M: What is the difference between a Lease-Option, Subject-To, and Sandwich Lease Option?


Lease-Option: A lease with an option to purchase allows an owner to rent a property to a tenant with the intention of the tenant buying the property during the lease period for an agreed upon price. If the contracts are drawn up properly, the owner faces no additional risks and should at the least have a stable tenant. The tenant faces no additional risks beyond loss of the non-refundable option consideration money, and if the real estate market appreciates rapidly has the opportunity to buy the house for much less than it is worth.

Subject-To: The title to a mortgaged real property is transferred to the buyer but the buyer is not personally liable for the payment of the amount due(the seller remains on the mortgage). However, the buyer must continue to make payments in order to keep the property. It will trigger the Due On Sale clause, and the bank may call the loan due.

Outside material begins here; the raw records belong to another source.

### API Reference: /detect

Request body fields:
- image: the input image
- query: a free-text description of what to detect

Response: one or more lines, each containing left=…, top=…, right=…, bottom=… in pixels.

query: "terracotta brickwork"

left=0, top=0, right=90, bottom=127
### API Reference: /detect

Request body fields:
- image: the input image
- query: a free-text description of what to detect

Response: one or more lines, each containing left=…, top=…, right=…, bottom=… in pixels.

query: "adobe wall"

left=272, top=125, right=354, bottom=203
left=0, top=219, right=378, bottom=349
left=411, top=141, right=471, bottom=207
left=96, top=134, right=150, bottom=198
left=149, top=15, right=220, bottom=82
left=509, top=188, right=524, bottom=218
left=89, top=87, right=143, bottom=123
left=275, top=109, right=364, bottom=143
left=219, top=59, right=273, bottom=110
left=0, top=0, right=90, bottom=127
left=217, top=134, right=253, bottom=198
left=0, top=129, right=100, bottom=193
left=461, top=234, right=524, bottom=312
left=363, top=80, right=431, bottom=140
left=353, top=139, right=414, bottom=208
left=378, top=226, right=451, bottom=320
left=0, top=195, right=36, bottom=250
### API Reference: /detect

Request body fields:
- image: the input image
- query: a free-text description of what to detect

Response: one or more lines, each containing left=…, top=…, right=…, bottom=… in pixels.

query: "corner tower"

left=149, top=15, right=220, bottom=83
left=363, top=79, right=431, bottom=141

Sandwich Lease-Option: An investor puts a lease-option on a property with the intention of lease-optioning it to a tenant/buyer for more money per month and total. Example:
A house worth approx. $100k is lease-optioned by the investor from the owner on a 3 year lease at $900 per month with $1,000 non-refundable option consideration, and the option to purchase the property for $90k. The investor finds a tenant/buyer willing to sign a 2 year lease at $1,100 per month with $2,000 non-refundable option consideration, and the option to purchase the house for $105k. The investor makes $1,000 up front, $200 per month, and has the possible payday of another $15k if the tenant/buyer exercises their option to buy the house.